Botanical Information:  The plant is a tall, woody, climbing shrub found in the Philippine Islands. The ovate glabrous leaves are in opposite pairs; white tubular flowers give rise to a large puriform berry, about 10 cm. in diameter, which contains up to 24 pebble-like seeds, embedded in a bitter pulp.
     The seeds are heavy, hard, somewhat pyramidal in shape with flattish sides and roughly 20 mm. by 15 mm. in size.

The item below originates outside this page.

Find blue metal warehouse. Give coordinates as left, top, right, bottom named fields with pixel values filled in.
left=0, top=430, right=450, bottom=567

The color is greyish or reddish black, the surface smooth with few or no hairs, and if fractured the endosperm is seen to be translucent and to enclose an irregular hollow cavity in which an oblong embryo. The seeds are inodorous but are intensely bitter in taste. One characteristic of the Ignatia subject is bitterness of spirit.
     The seeds, which are used for preparation of the mother tincture, contain proportionately more strychnine than those of Nux vomica. The powdered seeds contain 2.5 to 3 per cent. of strychnine and brucine. (Gibson’s Studies of Remedies).

A small tree. Stem erect, branches opposite, glabrous, leaves petiolate, ovate opposite, acute, 12.5 - 18 cm. long. Flowers numerous,while, long, in small axillary panicles having the odour of jasmine. Fruit pear shaped having seeds 20 - 24 in number, imbedded in a bitter pulp. Seeds having a shape like almond but irregular, apparently from compression while soft, blackish grey or clear brown in colour with a brownish horny, translucent shell, very hard and difficult to split. appearing glabrous, but having fine down, odourless, with a lasting bitter taste.
     Macroscopical: Beans are heavy, hard, angularly ovate with obtuse angles, from 20 to 30 mm in length and about 15mm in breadth and thickness, externally greyish or reddish - black, nearly smooth with few or no hairs, fracture granular and translucid in small fragments, a small irregular cavity in the centre.
     Microscopical: Greyish brown, exhibiting thin cells of the epidermis and the subjacent layer of the seed coat, polygonal cells with thickened pitted walls; hairs characteristic, spreading and thickened at the base and heavy linear markings; endosperm tissue, the outer cells small, contents granular, the inner larger, with thickened walls, lumen irregular in size and shape. (Pharmcopea).

This is the seed of the  strychnos ignatii,  a climbing bush of the genus  strychnos,  which, like the  strychnos nux vomica,  grows on the Philippine Island, and in India, where it goes by the name of  papreta.  It is known that the name of  St. Ignatius' bean,  was given to this seed, by Father Camelli, in honor of the founder of the order of the Jesuits. The fruit of the  strychnos Ignatii,  which is of the size of a small melon, or a large pear, is ovoid, smooth, and contains from fifteen to twenty seeds, which are of an irregular shape, angular, hard, of the size of olives, o a pale - brown color, and striated on the outside, inodorous, but very bitter. (Teste’s Homeopathic Materia Medica).

Habitat: Phillipine Islands and in China. (Pharmacopea).